Toutefois, en vertu des principes généraux du Code civil du Québec (CCQ), les locateurs sont tenus d'agir de bonne foi avant, pendant et après la formation du contrat.
Devoir de bonne foi et vices cachés
Le CCQ exige de toutes les parties qu'elles agissent de bonne foi (article 1375). Un locateur commercial ne peut pas délibérément dissimuler une information vitale qui amènerait le locataire à se désister de la transaction ou à exiger un loyer significativement plus bas.
Vices cachés Un
locateur commercial doit fournir une garantie contre les vices cachés. Un vice caché est un défaut grave de la propriété qui :
- Existait avant la signature du bail.
- Était inconnu du locataire.
- N'aurait pas pu être découvert par un locataire prudent lors d'une inspection normale.

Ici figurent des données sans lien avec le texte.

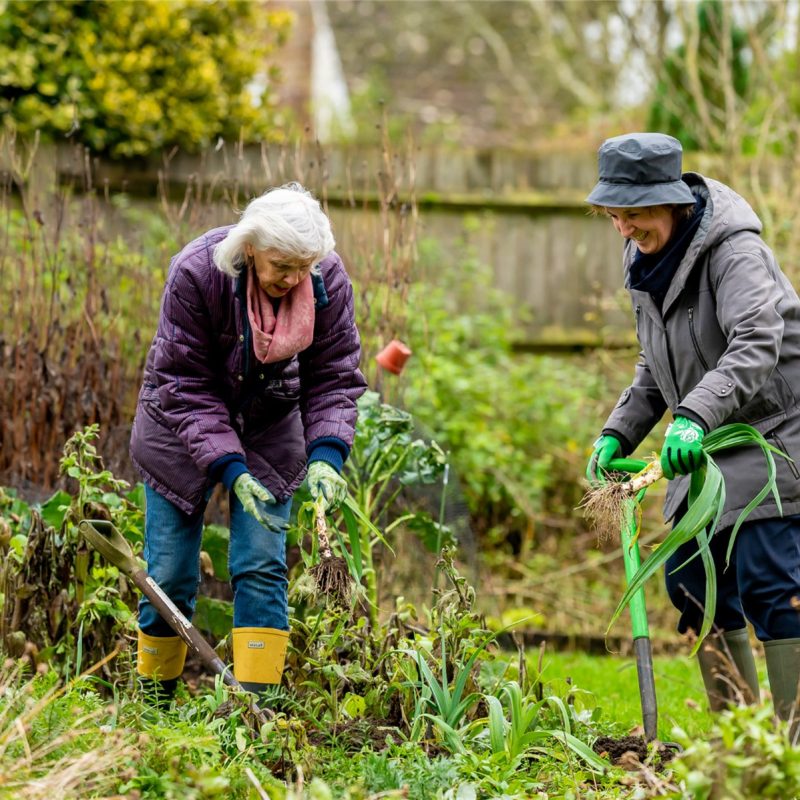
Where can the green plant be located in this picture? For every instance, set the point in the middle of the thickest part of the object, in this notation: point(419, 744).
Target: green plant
point(445, 698)
point(385, 458)
point(706, 504)
point(515, 735)
point(743, 756)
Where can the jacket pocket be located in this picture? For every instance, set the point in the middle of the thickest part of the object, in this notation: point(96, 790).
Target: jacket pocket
point(695, 342)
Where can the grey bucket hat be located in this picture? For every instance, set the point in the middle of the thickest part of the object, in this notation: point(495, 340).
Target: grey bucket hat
point(640, 169)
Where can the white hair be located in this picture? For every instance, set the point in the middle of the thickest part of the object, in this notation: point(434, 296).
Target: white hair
point(288, 219)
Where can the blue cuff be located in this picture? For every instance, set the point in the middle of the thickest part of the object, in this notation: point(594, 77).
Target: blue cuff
point(227, 469)
point(330, 449)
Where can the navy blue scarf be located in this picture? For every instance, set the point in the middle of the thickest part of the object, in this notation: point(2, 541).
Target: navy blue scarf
point(653, 272)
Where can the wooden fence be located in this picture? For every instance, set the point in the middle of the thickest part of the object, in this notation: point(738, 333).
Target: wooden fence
point(521, 214)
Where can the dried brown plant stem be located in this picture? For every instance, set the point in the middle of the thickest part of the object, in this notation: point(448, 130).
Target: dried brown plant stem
point(604, 505)
point(331, 576)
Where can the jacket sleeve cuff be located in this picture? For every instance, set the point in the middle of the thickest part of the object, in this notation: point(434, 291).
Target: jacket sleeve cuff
point(330, 449)
point(625, 444)
point(685, 412)
point(227, 469)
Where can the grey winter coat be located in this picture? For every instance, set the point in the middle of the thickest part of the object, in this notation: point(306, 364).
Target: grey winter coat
point(205, 396)
point(726, 347)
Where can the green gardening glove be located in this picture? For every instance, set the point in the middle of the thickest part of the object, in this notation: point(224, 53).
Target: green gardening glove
point(682, 452)
point(606, 448)
point(253, 496)
point(326, 485)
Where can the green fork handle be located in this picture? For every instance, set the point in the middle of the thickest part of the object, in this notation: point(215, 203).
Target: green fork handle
point(641, 633)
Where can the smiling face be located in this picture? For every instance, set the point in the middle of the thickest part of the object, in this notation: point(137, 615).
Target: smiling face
point(650, 227)
point(277, 273)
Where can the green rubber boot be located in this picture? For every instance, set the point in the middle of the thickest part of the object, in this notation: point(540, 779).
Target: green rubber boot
point(728, 669)
point(783, 669)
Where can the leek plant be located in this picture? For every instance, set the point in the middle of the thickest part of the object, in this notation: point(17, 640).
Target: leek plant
point(706, 503)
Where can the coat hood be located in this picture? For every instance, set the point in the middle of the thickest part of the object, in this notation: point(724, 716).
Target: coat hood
point(726, 213)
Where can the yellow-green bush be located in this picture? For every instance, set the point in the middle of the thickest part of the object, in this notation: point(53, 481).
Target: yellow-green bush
point(129, 77)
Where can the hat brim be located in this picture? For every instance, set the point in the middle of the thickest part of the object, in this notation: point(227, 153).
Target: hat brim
point(631, 195)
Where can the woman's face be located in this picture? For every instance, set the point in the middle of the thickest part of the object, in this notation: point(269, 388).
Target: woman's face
point(277, 273)
point(650, 227)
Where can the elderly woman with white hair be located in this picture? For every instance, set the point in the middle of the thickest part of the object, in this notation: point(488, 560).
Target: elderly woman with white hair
point(251, 380)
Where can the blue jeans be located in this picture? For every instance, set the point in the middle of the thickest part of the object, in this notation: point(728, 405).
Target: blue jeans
point(256, 561)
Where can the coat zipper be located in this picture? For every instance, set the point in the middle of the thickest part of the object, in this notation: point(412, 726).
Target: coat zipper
point(694, 339)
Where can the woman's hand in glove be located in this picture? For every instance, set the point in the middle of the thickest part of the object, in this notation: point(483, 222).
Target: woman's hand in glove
point(326, 485)
point(682, 452)
point(606, 448)
point(253, 496)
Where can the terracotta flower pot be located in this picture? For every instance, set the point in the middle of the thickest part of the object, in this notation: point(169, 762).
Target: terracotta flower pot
point(393, 357)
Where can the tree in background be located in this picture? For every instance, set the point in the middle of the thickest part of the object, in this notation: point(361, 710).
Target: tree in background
point(132, 76)
point(702, 78)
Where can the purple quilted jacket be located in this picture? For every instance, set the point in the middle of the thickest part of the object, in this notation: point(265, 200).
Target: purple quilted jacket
point(205, 396)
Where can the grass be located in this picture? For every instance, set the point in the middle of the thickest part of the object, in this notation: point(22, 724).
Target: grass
point(613, 683)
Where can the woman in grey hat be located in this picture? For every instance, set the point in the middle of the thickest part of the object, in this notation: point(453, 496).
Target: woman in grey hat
point(718, 325)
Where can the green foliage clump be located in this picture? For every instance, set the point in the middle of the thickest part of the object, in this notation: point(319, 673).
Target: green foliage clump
point(743, 756)
point(127, 77)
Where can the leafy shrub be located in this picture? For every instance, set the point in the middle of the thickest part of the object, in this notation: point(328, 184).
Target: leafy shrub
point(129, 77)
point(743, 756)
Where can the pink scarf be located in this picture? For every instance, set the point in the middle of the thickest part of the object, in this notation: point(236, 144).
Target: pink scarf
point(281, 337)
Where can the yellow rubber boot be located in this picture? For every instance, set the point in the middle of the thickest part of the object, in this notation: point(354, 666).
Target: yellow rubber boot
point(258, 657)
point(160, 663)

- Rend les lieux impropres à l'usage commercial prévu, ou en diminue significativement l'utilité.
Si un locateur commercial sait que les fondations de l'immeuble sont inondées chaque printemps mais omet de le divulguer à un locataire détaillant potentiel, le locateur serait responsable des dommages.
Note : Les baux commerciaux contiennent souvent des clauses limitant fortement cette garantie, stipulant que le locataire accepte les lieux « tels quels » ou « en l'état », bien qu'il existe des limites strictes à ce qu'un locateur peut contractuellement écarter en matière de négligence grave.
Divulgations environnementales
La responsabilité environnementale est l'un des risques les plus importants en immobilier commercial. Si un gestionnaire immobilier loue un espace industriel, une station-service ou un nettoyeur à sec, des obligations environnementales significatives s'appliquent.
Le Règlement sur la protection et la réhabilitation des terrains
En vertu de la Loi sur la qualité de l'environnement du Québec, si une propriété a été utilisée pour certaines activités industrielles ou commerciales et que l'usage change, ou si le terrain est reconnu comme contaminé, des études de caractérisation et des plans de réhabilitation peuvent être requis.
Un locateur commercial doit divulguer toute contamination environnementale connue. Le non-respect de cette obligation peut permettre au locataire de résilier le bail avec succès et de poursuivre le locateur en dommages.
Zonage et affectation de la propriété
Le locateur commercial doit s'assurer que la propriété peut effectivement être utilisée pour son affectation générale comme espace commercial.
Cependant, il incombe typiquement au locataire de s'assurer que son activité commerciale spécifique est permise en vertu des règlements de zonage municipaux. Un bail commercial bien rédigé précisera que le locateur ne fait aucune représentation quant au zonage et que le locataire assume toute la responsabilité d'obtenir les permis municipaux nécessaires.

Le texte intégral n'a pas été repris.